Purpose & Capability: concernName/description match the code (list/search/download/upload via Baidu APIs). However the README/SKILL.md repeatedly claim an "OAuth 一键授权 / 使用我们的企业应用，无需申请百度 API", yet the code does not embed a client_id/client_secret — auth.js expects apiKey/secretKey from config or environment. That makes the "no API application required" claim misleading. Other capability claims (AES key derived from user password, stream uploads that avoid local storage) are also contradicted by the implementation.
Instruction Scope: concernRuntime instructions are narrowly scoped to interacting with Baidu endpoints and local config. However the docs claim '流式读取、不占用本地磁盘' and '用户密钥由密码派生'; the actual code saves encrypted tokens to ~/.config/configstore/baidu-netdisk-skill.json (Conf) and uses a built-in static secret unless ENCRYPTION_KEY is provided. The upload implementation reads the entire file into memory (fs.readFileSync) which conflicts with the 'streaming' / 'zero local storage' claims and may be problematic for large files.
Install Mechanism: noteRegistry metadata says "instruction-only (no install spec)" but the package contains code, package.json and bin entries. SKILL.md suggests installing via npx/github. There is no remote download from arbitrary hosts; dependencies are standard npm packages. Overall install risk is moderate and typical for an npm CLI package, but the metadata/code mismatch is worth noting.
Credentials: concernThe skill does not request unrelated cloud credentials. It optionally reads BAIDU_API_KEY/BAIDU_SECRET_KEY and ENCRYPTION_KEY from env. However: (1) If ENCRYPTION_KEY is not set, the code derives an AES key from a hardcoded string ('baidu-netdisk-skill-secret-2026'), meaning encrypted tokens are protected with a predictable key (contradicts doc claims that key is derived from a user password). (2) SKILL.md/README suggest OAuth can be used without user API keys (implying a built-in enterprise client id), but the code requires apiKey/secretKey/config to build the authorize URL — a functional/credential mismatch.

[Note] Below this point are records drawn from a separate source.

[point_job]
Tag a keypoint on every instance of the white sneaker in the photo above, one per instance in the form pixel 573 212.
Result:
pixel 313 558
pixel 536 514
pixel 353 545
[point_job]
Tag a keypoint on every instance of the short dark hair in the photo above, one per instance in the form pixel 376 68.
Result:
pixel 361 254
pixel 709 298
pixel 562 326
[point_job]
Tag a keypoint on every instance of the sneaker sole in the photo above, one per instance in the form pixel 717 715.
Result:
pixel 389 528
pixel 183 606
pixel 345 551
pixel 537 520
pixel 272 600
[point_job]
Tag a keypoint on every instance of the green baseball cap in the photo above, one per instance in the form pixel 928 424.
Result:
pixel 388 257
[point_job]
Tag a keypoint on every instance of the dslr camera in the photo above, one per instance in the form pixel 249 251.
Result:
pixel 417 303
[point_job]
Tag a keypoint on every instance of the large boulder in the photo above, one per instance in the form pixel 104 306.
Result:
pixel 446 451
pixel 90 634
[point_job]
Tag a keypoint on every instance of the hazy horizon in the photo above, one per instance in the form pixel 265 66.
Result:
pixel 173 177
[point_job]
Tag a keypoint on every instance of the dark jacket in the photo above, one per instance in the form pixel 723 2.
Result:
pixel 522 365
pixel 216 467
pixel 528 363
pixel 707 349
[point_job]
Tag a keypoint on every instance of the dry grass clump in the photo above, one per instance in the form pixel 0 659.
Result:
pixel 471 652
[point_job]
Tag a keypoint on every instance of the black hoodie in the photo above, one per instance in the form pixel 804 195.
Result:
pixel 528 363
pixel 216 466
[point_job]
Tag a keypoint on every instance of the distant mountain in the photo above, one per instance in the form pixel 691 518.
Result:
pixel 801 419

Persistence & Privilege: noteThe skill does not request always:true and does not modify other skills. It stores encrypted tokens in the user's config (~/.config/configstore/baidu-netdisk-skill.json) which is expected for this purpose. skill.json declares 'tools': ['exec'] though the code does not spawn arbitrary shell commands; this declaration may grant broader agent exec capability than strictly necessary.